The basic sequence of steps that a microprocessor can take is: fetch an instruction from memory and execute the instruction. A computer program consists of a sequence of binary machine instructions that are stored in computer memory. A special register in the microprocessor points to the next location in memory to fetch an instruction. Once an instruction is fetched, the program counter is updated to point to the next instruction to be fetched.
Instructions are not executed by the microprocessor in one fell swoop. Rather, there are multiple stages that the instruction needs to move through for its execution. One simple model of those stages for an arithmetic operations is:
Fetch: The instruction is fetched from memory and brought to the CPU
Decode: The instruction is read and decoded
Read: The data needed for the instruction are read from registers
Executed: The decoded instruction is executed
Write: The results of the executed instruction are written back to registers
Non-arithmetic instructions (that are stil processed in a pipeline) are to load a datum from memory into a register, to store a datum from a register to memory, or to change the value of the program counter to point somewhere else in the program. (This last kind of instruction happens when program execution branches, for example when a function is called, or an if statement is executed.)

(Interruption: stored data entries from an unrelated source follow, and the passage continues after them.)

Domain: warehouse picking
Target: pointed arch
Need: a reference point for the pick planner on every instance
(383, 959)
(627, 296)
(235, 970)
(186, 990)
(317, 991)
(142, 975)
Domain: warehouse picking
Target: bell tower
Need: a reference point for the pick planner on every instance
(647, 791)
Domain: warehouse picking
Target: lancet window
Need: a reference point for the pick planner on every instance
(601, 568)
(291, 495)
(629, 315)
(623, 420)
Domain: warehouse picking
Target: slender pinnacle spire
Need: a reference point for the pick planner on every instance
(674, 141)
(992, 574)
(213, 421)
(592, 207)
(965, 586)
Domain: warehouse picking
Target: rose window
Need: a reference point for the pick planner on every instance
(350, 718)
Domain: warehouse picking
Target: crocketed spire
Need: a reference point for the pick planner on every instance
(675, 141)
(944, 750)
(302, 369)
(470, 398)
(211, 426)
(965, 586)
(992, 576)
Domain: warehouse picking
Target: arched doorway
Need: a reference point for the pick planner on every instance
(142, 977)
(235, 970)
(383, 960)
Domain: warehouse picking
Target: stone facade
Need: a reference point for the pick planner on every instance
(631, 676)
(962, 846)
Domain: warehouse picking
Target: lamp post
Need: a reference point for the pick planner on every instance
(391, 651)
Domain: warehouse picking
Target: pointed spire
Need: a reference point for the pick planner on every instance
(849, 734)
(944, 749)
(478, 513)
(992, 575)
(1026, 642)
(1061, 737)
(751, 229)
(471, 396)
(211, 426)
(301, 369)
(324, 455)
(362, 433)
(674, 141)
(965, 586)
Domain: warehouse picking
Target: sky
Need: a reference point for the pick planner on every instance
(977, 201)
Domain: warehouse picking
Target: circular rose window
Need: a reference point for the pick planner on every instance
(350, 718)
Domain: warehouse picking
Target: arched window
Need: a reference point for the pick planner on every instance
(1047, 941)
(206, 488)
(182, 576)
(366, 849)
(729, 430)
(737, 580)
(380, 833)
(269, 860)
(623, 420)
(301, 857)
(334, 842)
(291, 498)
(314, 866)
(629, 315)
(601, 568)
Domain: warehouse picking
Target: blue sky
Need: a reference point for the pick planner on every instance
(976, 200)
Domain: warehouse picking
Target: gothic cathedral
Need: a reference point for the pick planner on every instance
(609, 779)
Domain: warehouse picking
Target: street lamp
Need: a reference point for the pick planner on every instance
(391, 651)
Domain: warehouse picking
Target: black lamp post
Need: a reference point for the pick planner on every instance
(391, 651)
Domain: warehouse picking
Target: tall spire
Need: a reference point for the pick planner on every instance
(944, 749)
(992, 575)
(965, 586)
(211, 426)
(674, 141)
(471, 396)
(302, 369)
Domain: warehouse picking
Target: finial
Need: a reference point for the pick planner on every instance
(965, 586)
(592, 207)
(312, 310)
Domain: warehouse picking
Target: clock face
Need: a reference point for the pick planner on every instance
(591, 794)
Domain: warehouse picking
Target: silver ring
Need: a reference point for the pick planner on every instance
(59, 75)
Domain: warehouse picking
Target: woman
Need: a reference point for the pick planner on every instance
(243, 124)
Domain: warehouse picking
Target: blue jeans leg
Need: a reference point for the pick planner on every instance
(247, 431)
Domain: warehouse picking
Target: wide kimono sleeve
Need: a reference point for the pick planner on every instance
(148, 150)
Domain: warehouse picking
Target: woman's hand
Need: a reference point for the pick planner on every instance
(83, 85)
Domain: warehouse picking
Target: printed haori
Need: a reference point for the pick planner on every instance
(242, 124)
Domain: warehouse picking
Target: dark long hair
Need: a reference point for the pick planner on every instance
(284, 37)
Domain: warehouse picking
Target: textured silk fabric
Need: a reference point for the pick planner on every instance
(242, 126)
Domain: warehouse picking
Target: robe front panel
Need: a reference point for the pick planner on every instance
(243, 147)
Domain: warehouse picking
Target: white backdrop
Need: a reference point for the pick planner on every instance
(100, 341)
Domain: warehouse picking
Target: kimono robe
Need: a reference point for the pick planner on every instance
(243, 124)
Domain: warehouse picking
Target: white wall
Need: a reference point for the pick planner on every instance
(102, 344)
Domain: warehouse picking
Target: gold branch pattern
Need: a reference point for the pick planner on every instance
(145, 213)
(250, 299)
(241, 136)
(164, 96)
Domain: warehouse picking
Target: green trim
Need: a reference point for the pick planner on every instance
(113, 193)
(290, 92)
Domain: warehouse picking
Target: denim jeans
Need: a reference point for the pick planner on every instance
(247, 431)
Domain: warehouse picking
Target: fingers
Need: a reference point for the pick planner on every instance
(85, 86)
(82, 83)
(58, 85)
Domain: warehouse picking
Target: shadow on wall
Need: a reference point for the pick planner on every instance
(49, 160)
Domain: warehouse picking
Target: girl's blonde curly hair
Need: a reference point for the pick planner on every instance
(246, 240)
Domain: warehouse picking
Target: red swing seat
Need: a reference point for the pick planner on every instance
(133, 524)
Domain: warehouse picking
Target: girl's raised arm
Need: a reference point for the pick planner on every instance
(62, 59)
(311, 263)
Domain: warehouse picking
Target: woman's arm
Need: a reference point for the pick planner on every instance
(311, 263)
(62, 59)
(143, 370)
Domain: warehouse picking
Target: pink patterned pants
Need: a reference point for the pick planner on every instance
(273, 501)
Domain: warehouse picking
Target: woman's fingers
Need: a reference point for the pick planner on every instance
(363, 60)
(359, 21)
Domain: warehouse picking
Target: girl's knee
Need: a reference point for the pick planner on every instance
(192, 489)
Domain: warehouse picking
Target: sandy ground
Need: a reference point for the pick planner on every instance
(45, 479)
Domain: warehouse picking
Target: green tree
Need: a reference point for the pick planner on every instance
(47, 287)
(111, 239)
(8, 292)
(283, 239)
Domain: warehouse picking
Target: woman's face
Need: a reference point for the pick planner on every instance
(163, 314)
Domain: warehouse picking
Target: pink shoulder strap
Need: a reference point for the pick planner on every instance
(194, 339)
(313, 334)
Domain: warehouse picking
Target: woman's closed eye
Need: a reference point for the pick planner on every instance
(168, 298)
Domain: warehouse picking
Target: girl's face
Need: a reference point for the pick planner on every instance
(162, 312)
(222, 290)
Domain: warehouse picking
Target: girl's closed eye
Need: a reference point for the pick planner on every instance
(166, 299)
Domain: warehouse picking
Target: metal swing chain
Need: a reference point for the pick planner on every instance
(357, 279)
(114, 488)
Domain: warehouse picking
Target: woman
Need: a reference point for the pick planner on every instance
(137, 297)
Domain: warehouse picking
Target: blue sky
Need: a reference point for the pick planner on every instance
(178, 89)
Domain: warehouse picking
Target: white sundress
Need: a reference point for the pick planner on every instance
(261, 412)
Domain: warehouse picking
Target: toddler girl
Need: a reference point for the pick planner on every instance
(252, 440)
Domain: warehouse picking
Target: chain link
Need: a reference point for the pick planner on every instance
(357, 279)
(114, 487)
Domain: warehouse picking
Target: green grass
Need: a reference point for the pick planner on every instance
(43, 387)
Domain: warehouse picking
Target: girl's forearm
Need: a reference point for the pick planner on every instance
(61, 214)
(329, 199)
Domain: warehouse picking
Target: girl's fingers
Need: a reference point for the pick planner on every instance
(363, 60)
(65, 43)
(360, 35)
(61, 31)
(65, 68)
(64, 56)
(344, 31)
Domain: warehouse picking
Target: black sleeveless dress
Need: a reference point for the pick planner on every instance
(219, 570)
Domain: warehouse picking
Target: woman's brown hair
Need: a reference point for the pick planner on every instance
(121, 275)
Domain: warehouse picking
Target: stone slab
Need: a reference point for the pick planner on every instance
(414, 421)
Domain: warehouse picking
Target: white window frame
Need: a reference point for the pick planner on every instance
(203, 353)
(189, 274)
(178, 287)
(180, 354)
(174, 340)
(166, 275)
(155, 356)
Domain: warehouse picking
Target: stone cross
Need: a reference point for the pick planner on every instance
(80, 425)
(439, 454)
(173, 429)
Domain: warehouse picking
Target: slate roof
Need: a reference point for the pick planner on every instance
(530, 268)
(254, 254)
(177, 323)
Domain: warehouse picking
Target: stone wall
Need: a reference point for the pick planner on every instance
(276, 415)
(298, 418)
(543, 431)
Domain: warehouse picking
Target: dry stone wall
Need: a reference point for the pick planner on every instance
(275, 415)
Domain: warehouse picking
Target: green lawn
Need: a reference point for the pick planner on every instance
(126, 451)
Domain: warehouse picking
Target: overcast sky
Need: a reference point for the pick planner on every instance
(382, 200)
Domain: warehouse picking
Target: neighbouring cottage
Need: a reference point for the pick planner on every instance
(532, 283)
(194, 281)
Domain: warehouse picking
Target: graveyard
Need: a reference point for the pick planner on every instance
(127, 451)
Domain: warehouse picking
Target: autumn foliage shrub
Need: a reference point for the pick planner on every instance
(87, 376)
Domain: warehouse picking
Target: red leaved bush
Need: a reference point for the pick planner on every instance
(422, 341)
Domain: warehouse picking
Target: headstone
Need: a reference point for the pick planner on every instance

There is one big flaw in our model as it is. In the figure above where we have instructions nicely pipelined one after the other, we are assuming that instructions can be fetched from computer memory in a single clock cycle. In fact, accessing main memory can take hundreds of clock cycles – making it impossible to fill the instruction pipeline (and making pipelining as a performance optimization rather moot).
Modern microprocessors use a memory hierarchy to ameliorate the cost of memory accesses. In particular, they are constructed with memory that is very fast – that can be accessed in a single clock cycle. This kind of memory is necessarily expensive, so it is much smaller than main memory. The fastest cache, the first level or level one (L1) may only be tens of **kilo**bytes in size (where main memory today is gigabytes). The cache keeps data that the microprocessor is most likely to access close to the microprocessor, making those accesses highly efficient. Since not all of the data a microprocessor may want to access can be held in the small L1 cache, there is a much larger but not quite as fast level two cache – and often a level three or even level four – each level being larger but slower than the previous level. Microprocessors typically have a separate L1 cache for instructions and data (since their access patterns at that level of granularity are quite different) but unified L2 and above. L3 and L4 (if present) may be shared between cores on the same die.
A microprocessor uses its cache in the following way. When it needs something from memory, either an instruction or a data item, it first attempts to retrieve the item from L1 cached. If the item is not in L1, it attempts to retrieve it from L2. If it is not in L2, it attempts to retrieve it from L3 and so on. If the item cannot be found in any level of cache, there is a cache miss and the item is retrieved from memory.
What happens when the item is retrieved from memory is very important vis a vis performance. There is an important concept in dealing with hierarchical memory called locality. There are two kinds of locality – spatial locality and temporal locality. Spatial locality means that if we access a data item, the next data item we access is likely to be nearby in memory. Temporal locality means that if we access a data item, we are likely to access that item again.
So, when there is a cache miss and the item is retrieved from memory we do two things to support spatial and temporal locality. First, we put the item into cache, so that the next time we access that item it will be cached (temporal locality). Second, we don’t just bring in the item that was requested — we bring in that item along with data items that are nearby in memory (spatial locality). The size of that access is sized to fit a cache line, which might be 64 or 128 bytes (or more).
Hierarchical memory allows microprocessors to offer very high levels of performance, despite the fact that accesses to main memory are much slower than the rate at which instructions can be executed. This level of performance is possible when applications fulfill the assumptions underlying hierarchical memory, i.e., when applications exhibit high levels of temporal and spatial locality. Our task in realizing high-performance scientific computing is to develop and express our algorithms in such a way that they do exhibit maximum locality.